Key empirical findings include:

• Contrastive prompting significantly increases safety rates: For GPT-3.5-Turbo, safety rate rises from 0.58 (zero-shot) to 0.68 (contrastive) without a Critic agent, and to 0.86 with the Critic agent.
• The Critic agent yields the largest positive shift in safety at the cost of reduced helpfulness, indicating a conservative decision policy when faced with ambiguous or high-risk steps.
• Gemini-1.5-Pro achieves the highest absolute safety rates, but its helpfulness is relatively low. Llama-3-70B, an open-source model, approaches closed-source performance, highlighting the narrowing safety/helpfulness gap.
• Two-shot contrastive examples outperform one-shot (safe or unsafe only) examples, evidencing that paired positive/negative demonstrations are more effective for LLM safety reasoning.
• Human-LM annotation agreement for safety is high (Cohen's $\kappa$: 0.74), validating the reliability of Athena's automatic evaluation.

Implications and Future Directions

The results assert that in-context verbal contrastive learning is an effective safety intervention for LLM agents, especially when combined with persistent Critic prompting. The proposed paradigm is robust across model scales and architectures, signifying broad applicability.

Practically, Athena supplies a ready-to-use safety benchmark and a compositional method for real-time agent rollout safety control, directly relevant for agent deployment in high-stakes environments like automotive, medical technology, and smart device domains. The demonstrated vector DB architecture for trajectory management is scalable to continued agent learning and more complex scenario distributions.

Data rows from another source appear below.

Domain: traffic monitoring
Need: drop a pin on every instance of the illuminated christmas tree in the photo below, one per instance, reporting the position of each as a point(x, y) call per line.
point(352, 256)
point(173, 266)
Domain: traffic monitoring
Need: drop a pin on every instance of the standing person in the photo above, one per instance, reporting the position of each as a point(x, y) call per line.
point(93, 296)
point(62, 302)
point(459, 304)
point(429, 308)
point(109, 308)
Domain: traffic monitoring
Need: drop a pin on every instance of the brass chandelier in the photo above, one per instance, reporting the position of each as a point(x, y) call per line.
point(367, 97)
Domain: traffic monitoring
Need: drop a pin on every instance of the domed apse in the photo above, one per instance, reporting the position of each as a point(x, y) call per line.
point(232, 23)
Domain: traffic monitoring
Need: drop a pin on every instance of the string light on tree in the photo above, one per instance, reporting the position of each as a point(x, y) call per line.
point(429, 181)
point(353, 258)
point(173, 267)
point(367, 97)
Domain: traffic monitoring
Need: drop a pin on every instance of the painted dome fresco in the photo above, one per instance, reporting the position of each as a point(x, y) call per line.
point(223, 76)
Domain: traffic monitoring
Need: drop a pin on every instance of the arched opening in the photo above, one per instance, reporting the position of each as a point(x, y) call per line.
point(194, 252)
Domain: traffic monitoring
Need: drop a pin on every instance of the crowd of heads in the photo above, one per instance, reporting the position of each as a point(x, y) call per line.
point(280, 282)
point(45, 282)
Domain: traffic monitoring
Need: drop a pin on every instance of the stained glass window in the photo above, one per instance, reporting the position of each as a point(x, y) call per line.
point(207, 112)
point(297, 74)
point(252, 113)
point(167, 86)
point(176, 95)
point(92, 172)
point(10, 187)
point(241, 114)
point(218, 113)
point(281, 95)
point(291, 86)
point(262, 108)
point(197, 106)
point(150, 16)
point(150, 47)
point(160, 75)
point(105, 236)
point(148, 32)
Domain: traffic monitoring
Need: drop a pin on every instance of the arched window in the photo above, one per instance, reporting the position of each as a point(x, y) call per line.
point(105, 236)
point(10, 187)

Theoretically, the paper motivates research into optimal selection, weighting, and abstraction of contrastive examples for in-context safety shaping. Integrating Athena's verbal contrastive protocol with advanced reasoning methods such as CoT, Self-Refine, or Reflexion could yield further agent safety improvements.

Notably, the evidence that open-source models are closing the safety-performance gap with proprietary systems prompts future work on democratized agent safety protocols.

Conclusion

Athena delivers a scalable, empirical framework for improving the safety of LLM-driven agents by combining verbal contrastive learning and Critic-led real-time intervention. The introduction of a broad safety benchmark and strong empirical evidence for the impact of contrastive prompting reframes how safety can be operationalized in autonomous language-based agents. Future developments are likely to focus on hybrid prompt engineering strategies, dynamic retrieval of past experience, and joint optimization of safety and task efficacy for robust agent deployment (2408.11021).